When you later compute training loss, that calculation is done with the updated weights. So validation loss will be the same, and training loss is going to be different, usually lower.

That has been my “mental model” of this observation, though to be honest I have never tested it. I would really appreciate if you would test these various theories by tracing and experiment, and report back what is actually true. Maybe it’s a combination of effects.

1 Like

I don’t think that would be the case. If that were the case, then the difference between the losses while training and while validating wouldn’t have been this much.

What I think is that the train_loss while training is the loss of the particular batch of images that were passed in the model at that time, whereas when we calculate the train_loss at the time of validation, then the loss is on the whole training dataset.

I’d be happy if someone can verify that.

@sgugger Can you help with this?

The training loss displayed during training is a moving average of the collected losses during training, so it has some traces of the beginning of training when the model was bad. Also it’s computed in training mode, which means dropout for instance, that will hurt it.
The training loss computed in validate is computed in eval mode (so no dropout) and is the average of the losses over all the batches. So it’s lower for those two reasons: no trace of bad weights at the beginning of training and no dropout and the like.

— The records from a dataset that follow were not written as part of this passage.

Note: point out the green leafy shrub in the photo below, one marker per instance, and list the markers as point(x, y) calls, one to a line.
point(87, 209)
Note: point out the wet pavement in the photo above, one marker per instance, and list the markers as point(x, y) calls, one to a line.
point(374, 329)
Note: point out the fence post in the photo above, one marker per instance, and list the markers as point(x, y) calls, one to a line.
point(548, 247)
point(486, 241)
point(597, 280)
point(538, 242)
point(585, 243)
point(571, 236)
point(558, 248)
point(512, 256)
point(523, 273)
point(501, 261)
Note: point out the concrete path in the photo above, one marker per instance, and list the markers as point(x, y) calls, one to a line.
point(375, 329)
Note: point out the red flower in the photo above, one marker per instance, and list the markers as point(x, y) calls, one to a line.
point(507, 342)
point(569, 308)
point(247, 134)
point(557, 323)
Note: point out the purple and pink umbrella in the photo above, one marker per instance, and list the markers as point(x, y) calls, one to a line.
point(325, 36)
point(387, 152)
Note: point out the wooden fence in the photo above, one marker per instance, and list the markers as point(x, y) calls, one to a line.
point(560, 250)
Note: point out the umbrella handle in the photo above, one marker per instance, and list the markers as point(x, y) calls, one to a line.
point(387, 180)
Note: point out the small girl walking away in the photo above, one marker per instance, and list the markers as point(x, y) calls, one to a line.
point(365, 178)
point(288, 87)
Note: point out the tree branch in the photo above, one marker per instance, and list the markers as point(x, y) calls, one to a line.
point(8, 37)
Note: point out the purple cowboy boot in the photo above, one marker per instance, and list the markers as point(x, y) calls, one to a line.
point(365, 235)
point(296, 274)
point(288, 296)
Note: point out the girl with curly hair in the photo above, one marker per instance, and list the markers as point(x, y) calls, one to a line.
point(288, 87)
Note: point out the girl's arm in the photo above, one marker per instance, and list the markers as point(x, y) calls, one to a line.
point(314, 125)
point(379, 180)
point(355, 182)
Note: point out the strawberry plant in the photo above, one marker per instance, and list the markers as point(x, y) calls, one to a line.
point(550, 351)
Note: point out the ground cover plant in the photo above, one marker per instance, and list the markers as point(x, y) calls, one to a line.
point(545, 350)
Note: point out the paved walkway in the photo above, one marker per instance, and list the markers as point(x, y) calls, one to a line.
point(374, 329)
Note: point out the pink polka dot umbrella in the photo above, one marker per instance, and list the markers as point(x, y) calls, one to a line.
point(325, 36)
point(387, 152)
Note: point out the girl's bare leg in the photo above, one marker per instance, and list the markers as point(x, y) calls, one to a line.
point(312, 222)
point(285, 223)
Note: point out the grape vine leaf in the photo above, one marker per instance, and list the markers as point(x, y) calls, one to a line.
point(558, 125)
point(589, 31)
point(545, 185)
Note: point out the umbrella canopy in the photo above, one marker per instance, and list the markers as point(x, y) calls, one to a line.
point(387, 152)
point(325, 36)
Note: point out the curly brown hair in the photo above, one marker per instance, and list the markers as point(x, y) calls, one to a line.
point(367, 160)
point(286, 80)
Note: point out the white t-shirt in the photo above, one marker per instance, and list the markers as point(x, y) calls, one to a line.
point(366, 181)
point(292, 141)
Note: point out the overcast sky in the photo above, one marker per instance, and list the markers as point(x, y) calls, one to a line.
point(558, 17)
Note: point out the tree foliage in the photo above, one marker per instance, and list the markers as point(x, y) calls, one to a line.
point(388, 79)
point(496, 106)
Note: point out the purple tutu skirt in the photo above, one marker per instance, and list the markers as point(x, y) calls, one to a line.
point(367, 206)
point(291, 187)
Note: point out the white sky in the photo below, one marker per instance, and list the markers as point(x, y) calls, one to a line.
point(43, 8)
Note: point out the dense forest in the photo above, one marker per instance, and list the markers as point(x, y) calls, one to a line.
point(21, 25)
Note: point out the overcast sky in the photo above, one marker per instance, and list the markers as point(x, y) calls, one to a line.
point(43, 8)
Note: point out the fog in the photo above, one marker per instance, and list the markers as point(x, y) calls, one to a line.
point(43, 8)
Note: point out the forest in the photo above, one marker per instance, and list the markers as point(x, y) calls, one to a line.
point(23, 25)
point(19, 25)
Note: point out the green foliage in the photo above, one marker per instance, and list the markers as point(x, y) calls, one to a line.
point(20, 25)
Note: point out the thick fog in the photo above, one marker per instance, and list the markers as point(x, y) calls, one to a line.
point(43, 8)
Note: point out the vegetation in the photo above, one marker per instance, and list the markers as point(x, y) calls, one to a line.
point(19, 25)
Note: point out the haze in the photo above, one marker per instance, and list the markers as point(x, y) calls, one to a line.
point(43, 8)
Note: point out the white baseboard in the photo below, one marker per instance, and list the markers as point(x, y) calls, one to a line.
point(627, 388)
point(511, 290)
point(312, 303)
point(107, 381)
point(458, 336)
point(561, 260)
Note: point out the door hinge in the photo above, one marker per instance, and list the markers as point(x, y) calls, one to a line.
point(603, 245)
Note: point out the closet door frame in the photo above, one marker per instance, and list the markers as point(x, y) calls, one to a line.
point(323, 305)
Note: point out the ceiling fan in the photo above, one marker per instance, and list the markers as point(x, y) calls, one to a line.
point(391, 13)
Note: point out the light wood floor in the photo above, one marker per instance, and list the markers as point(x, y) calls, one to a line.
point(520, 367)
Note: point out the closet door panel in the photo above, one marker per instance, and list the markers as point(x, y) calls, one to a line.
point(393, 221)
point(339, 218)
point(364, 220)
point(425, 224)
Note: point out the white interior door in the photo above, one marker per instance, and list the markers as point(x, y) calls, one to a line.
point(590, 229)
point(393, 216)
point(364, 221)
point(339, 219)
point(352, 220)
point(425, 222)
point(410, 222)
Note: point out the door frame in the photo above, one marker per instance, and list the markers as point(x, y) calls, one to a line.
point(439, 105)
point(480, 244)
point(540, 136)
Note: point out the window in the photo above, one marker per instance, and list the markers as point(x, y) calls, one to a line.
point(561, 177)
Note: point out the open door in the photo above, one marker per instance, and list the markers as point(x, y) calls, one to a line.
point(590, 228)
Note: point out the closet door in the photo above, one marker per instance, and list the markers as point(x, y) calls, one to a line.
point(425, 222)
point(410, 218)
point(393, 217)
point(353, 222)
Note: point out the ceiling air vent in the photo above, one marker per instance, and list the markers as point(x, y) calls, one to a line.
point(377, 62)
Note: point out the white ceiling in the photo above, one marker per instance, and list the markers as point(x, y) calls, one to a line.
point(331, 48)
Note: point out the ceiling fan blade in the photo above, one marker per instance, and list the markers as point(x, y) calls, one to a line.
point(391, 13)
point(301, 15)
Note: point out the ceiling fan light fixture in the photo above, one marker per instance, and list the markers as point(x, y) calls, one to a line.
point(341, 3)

After Sylvain’s reply, I see that my theory is off the mark. It would apply only for one batch per epoch training, in which case the later training loss is computed on updated weights vs. on pre-update weights. That’s the situation I had been working with directly in PyTorch.

With multiple mini-batches (your example), you would have this discrepancy only for the last mini-batch.

Thanks.

On another note, I notice that your training loss is lower than your validation loss on the very first epoch, and by a large margin. I think this would be an indication that you may have a bug in your code as well. Since the training set has only been shown to the model during training, it has not had a chance to become even close to overfitting, and should be substantially worse than the validation loss because of the moving average.

Some things that can cause this:

  1. Bad train/valid split.
  2. Normalizing data incorrectly by the wrong stats.
  3. Maybe, you are just loading weights from a previous training, and this is completely irrelevant.

Yes, the training loss in much lower than the validation loss, but that is probably because its not the first epoch. I ran some epochs before that. It might be overfitting here.